Jamie Saye is a Senior Technician at Opera North, and a Director and Co-founder of Sustainable Arts in Leeds, a not for profit community interest company with the goal of uniting the cultural and creative industries of Leeds, to tackle climate change together. As a certified Carbon Literacy Trainer, he has experience of adapting courses to suit different audiences and is now experienced with both face to face and distance delivery, as well as being a vocal advocate for Carbon Literacy. He has the most experience in delivering training for the creative and cultural sector but has also delivered training to local authorities and education establishments. Below, he shares his experience of adapting his course to work for distance delivery when recent restrictions made face to face Carbon Literacy training sessions impractical. If you are a trainer who would like to share your own experience in the hope of helping others, please contact us – we would be pleased to hear from you.
I found very quickly that trying to adapt my usual training course for online delivery just didn’t work. Trying to play videos to people over Zoom just ends up as a kind of laggy distorted mess, a lot of the activities require you to be in the room with the learners, and Zoom doesn’t easily lend itself to allowing your learners to have a conversation as part of a bigger group, as you inevitably end up cutting someone else off when you start talking. Therefore, I took the approach that I was basically going to redo my course from scratch and put it onto different online platforms and I actually tried a couple of different platforms before settling on Microsoft Sway and Zoom, but there are other packages out there with different strengths and weaknesses, and ultimately it comes down to personal preference and what features you require.
For my online course, what I did was to split the course in two, and have the participants learn all about the science behind climate change in an online, self-guided learning session using the Microsoft Sway platform. This allowed me to create an interactive presentation with videos, links to more information and quizzes, so there was an element of the learners coming to their own conclusions without having me in the room there with them. Microsoft Sway is completely free and is a very powerful way to make interactive and engaging presentations so I would really recommend it.

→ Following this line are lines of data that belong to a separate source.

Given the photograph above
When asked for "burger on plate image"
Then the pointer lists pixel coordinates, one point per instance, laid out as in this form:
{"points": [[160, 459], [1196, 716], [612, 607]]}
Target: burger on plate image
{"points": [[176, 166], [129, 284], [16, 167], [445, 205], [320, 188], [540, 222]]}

The second half of the course I split into two sessions and delivered them as 2 x 1.5 hour Zoom calls over 2 different days. The first Zoom call covers the UK’s roadmap to net-zero carbon and what it all means, the second session covers how we as individuals can take action. In my Zoom sessions, I utilise the polling feature to ask questions of the participants, utilise the breakout room feature to get people into smaller groups so they can discuss concepts with each other, and also use the whiteboard feature to make things more interactive. Here are my top five tips that I would suggest when putting your online training course together:
Adapt your course to the strengths of online delivery, rather than just take what you’ve already got and try and deliver it online. To give an example, I already mentioned videos just don’t really work when you try and play them in a Zoom call, so try a different way of getting the information across. For example, ask the learners to do their own research on a topic in between calls, or you could develop an activity which teaches the concept, or create a quiz on it!
Building on from that, regularly punctuate your training with lots of interactive elements to keep interest, whether that’s something like a poll, a breakout room activity or a quiz. There’s nothing worse than being ‘talked at’, and it’s even more fatiguing over Zoom!
Keep the sessions short. I’ve found that 1.5 hours is the absolute maximum when it comes to how long you can realistically keep someone on a Zoom call for without a break.
Don’t feel like you’ve got to fill all of the time yourself, allow quite a bit of time for the learners to go off into breakout rooms to discuss things and also allow for questions and feedback. Personally, I feel that as a Carbon Literacy Trainer I should only be talking for about half of the time, the rest of the time the learners should be contributing.
Take the time to get to know the tools you’re going to be working with, and maybe round up a couple of other trainers and deliver a bit of your session to them, testing out the breakout room/polling/whiteboard features, etc., if you’re going to be using them. In my first session I spent about 5 minutes looking for the breakout room button, something I wouldn’t have had to do if I’d have taken my own advice!